Bruttino, pelato e peloso. Eppure immortalato da alcuni dei fotografi italiani più importanti, dal suo grande amico Luigi Ghirri a Maurizio Galimberti, che unendo centinaia di polaroid ne ha ricomposto il ritratto a frammenti. Attorno a Lucio Dalla c'è sempre stata un'aura particolare, fin dagli anni '60, quando si proponeva in stile beat «figlio dei fiori». Ma la sua iconografia classica nasce qualche tempo dopo, quando comincia a calzare la coppoletta a coprire la pelata, si accorcia la barba e inforca un paio di occhialini tondi. Con pochi studiati elementi l'autore bolognese riesce a coniugare la bellezza delle canzoni con la potenza dell'immagine, il solo ritocco concesso è l'uso di un improbabile parrucchino giallo portato più che altro per vezzo e ironica vanità. L'uomo che è stato capace, per almeno un decennio, di scrivere alcune delle canzoni italiane più belle di sempre, era tuttavia un fanatico dell'immagine, e lo testimonia l'attenzione per l'arte visiva, come amatore, collezionista, gallerista e talent scout. Si circondava di quadri e foto in maniera bulimica e curiosa, aveva tra i suoi amici artisti come Paladino, Ontani e Mondino e, soprattutto nell'ultimo periodo, cercava di scoprire e aiutare nuovi talenti, come Valerio Berruti che disegnò l'artwork del suo ultimo disco di inediti.

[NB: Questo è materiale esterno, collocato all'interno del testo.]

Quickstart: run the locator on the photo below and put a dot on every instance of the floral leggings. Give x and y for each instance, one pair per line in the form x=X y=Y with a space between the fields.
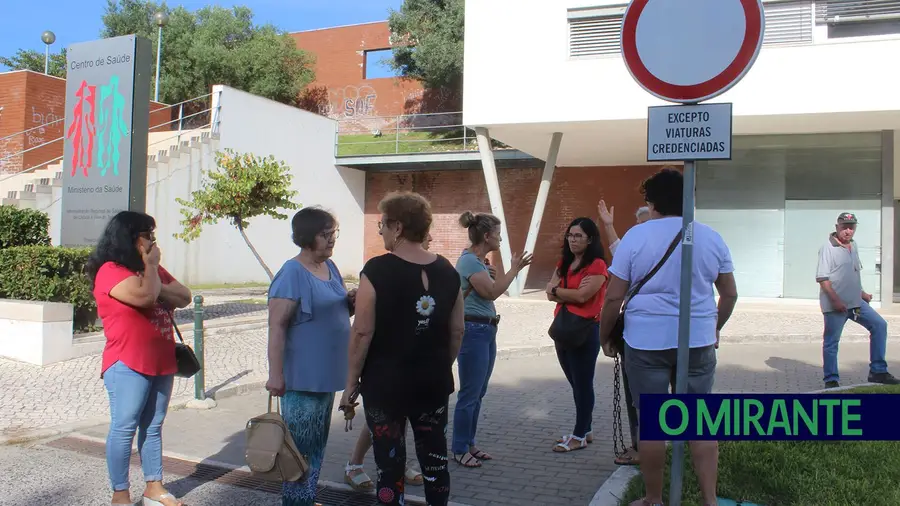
x=388 y=429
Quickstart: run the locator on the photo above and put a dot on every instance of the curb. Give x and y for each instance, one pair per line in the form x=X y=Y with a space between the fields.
x=30 y=436
x=613 y=489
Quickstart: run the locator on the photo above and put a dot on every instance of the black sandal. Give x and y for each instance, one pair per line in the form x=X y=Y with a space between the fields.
x=466 y=460
x=481 y=454
x=629 y=460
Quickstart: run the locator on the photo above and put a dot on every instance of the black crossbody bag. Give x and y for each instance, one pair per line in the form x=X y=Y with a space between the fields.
x=568 y=329
x=188 y=365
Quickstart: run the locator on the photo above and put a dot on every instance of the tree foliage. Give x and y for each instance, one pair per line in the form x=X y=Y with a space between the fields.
x=244 y=187
x=428 y=41
x=214 y=45
x=29 y=59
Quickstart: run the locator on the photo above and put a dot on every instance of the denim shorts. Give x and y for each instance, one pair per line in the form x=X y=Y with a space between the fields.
x=652 y=371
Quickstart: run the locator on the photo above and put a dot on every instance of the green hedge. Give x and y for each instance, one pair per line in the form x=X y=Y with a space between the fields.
x=23 y=227
x=49 y=274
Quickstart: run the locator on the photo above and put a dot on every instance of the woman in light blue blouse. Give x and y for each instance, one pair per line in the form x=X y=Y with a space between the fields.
x=309 y=331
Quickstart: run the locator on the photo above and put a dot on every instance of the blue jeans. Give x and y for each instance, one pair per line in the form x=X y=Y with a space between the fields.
x=578 y=365
x=476 y=363
x=834 y=325
x=308 y=417
x=137 y=402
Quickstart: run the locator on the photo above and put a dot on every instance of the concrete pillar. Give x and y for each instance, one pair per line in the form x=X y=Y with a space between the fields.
x=540 y=203
x=493 y=186
x=888 y=155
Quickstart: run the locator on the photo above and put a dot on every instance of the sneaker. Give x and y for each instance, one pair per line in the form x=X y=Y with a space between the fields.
x=885 y=378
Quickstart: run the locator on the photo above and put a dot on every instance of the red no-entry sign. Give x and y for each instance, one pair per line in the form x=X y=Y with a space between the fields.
x=688 y=51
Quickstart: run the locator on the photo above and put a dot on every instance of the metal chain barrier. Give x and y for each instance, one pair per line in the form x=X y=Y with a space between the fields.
x=618 y=437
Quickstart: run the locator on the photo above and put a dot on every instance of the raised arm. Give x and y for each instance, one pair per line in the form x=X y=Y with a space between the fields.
x=491 y=289
x=143 y=290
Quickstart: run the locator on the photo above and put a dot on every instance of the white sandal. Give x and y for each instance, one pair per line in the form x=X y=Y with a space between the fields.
x=157 y=502
x=563 y=447
x=359 y=482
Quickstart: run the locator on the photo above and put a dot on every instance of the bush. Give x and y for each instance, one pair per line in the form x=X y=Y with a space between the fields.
x=23 y=227
x=49 y=274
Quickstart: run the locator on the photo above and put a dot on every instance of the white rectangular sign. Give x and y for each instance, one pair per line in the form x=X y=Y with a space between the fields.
x=689 y=132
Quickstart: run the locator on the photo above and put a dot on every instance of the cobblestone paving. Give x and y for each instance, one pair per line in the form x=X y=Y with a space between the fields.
x=32 y=397
x=68 y=392
x=528 y=405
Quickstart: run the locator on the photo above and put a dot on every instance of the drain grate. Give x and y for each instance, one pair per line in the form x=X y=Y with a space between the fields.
x=206 y=472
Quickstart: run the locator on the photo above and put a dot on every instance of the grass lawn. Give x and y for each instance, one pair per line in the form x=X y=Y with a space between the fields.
x=803 y=473
x=259 y=302
x=410 y=142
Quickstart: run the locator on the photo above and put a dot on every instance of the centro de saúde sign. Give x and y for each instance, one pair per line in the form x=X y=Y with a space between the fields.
x=105 y=135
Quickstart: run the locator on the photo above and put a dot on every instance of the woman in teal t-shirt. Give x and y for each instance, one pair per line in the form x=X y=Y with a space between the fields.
x=479 y=346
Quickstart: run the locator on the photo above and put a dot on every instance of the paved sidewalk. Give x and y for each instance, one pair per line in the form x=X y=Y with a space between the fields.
x=528 y=404
x=71 y=393
x=42 y=476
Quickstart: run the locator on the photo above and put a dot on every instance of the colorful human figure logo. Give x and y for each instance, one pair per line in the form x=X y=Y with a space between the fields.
x=99 y=127
x=82 y=130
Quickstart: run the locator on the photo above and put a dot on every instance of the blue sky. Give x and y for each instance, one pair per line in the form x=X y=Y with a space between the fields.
x=23 y=22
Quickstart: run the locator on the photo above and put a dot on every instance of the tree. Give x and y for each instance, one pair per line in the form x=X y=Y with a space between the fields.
x=29 y=59
x=428 y=41
x=246 y=186
x=215 y=45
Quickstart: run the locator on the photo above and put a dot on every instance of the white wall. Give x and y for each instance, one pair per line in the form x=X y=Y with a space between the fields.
x=518 y=71
x=305 y=141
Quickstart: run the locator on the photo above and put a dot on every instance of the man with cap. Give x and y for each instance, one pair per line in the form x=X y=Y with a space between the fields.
x=842 y=297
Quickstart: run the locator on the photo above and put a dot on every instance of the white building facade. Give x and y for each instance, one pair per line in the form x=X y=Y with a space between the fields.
x=816 y=122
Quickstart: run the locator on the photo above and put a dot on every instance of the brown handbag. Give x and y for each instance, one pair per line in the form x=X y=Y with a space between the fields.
x=271 y=453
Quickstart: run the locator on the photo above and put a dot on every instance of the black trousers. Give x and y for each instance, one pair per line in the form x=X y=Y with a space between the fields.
x=388 y=427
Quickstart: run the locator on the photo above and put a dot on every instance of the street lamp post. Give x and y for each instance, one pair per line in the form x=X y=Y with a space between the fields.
x=48 y=38
x=161 y=19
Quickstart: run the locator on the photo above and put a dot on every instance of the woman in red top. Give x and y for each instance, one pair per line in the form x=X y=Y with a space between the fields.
x=580 y=283
x=135 y=297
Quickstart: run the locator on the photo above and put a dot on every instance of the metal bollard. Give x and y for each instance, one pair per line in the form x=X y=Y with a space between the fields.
x=199 y=387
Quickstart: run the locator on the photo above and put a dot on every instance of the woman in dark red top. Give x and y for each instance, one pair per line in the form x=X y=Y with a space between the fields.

Tutta la sua storia è costellata di episodi paradossali e iperbolici, leggende metropolitane che sono un tutt'uno con Bologna, perché a Lucio piaceva cantare e suonare almeno quanto apparire. Nella sua casa di via d'Azeglio c'è ancora una parete intera di foto scattate da Ghirri, frame intensi ma mai retorici; amava commissionare agli amici pittori il suo ritratto, credendosi a ragione un po' folletto un po' saltimbanco di un'esistenza circense, ricca di colpi di scena e di passione.